GenScript Biotech Corporation
- Type: Public
- Traded as: SEHK: 1548
- Industry: Life sciences; Biopharmaceutical; Biotechnology; Industrial enzymes;
- Founded: 2002; 24 years ago in New Jersey, United States
- Founders: Frank Zhang; Sally Wang; Larry Wang;
- Headquarters: Nanjing
- Key people: Sherry Shao, (rotating CEO)
- Revenue: $959.5 million (2025)
- Number of employees: 6,165 (2025)
- Subsidiaries: GenScript Life Science Group; ProBio; Bestzyme;
- Website: www.genscript.com

= GenScript Biotech =

Biotechnology group

GenScript Biotech, fully known as GenScript Biotech Corporation, usually referred to as simply GenScript, is a Chinese biotech company. It was co-founded in 2002 in New Jersey by Fangliang Zhang, Ye Wang, and Luquan Wang. Headquartered in Nanjing, the company provides equipment and services for the life sciences. It was listed on the Hong Kong Stock Exchange in 2015. The current rotating CEO of the firm is Sherry Shao, who previously served as the chief operating officer and Chinese Communist Party Committee Secretary for the company. The company's subsidiaries include GenScript Life Science Group, ProBio Technology, and Bestzyme.

== History ==
GenScript Biotech Corporation was founded in 2002 in New Jersey by Fangliang "Frank" Zhang, Ye "Sally" Wang, and Luquan "Larry" Wang. In 2004, it set up a research and production base in Nanjing, China, where it is now headquartered. It operates in the United States, China, and Singapore.

In 2013, it established its subsidiary Bestzyme. In the following year, another subsidiary, Legend Biotech, was founded. In 2015, GenScript went public on the Hong Kong Stock Exchange.

In 2017, the Chinese government accepted Nanjing Legend's application for running clinical trials for its blood cancer treatment.

In 2020, its subsidiary Probio was launched and Legend Biotech was listed on the NASDAQ. In the same year, Genscript collaborated with Duke-NUS Medical School to develop and manufacture a serology test called cPass for the detection of COVID-19. On November 6, the cPass test received emergency use authorization from the US FDA.

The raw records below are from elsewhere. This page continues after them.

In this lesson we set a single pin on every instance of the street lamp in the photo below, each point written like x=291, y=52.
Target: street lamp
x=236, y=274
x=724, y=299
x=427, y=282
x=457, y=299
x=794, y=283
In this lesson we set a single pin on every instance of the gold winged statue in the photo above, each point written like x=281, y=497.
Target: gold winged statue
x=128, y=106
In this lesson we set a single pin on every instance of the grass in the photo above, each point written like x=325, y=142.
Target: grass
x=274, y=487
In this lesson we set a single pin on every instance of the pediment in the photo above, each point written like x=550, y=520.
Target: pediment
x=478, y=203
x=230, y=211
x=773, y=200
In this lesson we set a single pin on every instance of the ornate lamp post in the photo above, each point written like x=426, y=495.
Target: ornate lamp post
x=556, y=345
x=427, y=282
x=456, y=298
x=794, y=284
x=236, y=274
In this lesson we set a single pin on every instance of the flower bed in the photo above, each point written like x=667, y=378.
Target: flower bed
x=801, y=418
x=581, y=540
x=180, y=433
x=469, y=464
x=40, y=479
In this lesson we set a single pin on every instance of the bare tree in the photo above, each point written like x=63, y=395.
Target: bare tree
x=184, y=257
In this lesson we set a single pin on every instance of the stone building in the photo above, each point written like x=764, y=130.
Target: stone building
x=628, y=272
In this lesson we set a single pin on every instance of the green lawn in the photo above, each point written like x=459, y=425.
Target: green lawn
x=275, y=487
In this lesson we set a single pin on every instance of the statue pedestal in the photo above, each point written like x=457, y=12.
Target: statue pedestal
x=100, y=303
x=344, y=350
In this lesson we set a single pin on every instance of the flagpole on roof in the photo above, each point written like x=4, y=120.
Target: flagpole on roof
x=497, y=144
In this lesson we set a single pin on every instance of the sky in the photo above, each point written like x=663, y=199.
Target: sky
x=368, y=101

In 2022, Carvykti, a CAR-T cell therapy developed by Janssen Biotech and Legend Biotech, was approved by the US FDA for the treatment of multiple myeloma in adult patients.

== Security concerns ==
In May 2024, the United States House Select Committee on Strategic Competition between the United States and the Chinese Communist Party asked the Federal Bureau of Investigation (FBI) and Director of National Intelligence for a briefing on whether the Chinese government has any undue influence over GenScript and three of its subsidiaries (Bestzyme, Legend Biotech, and ProBio).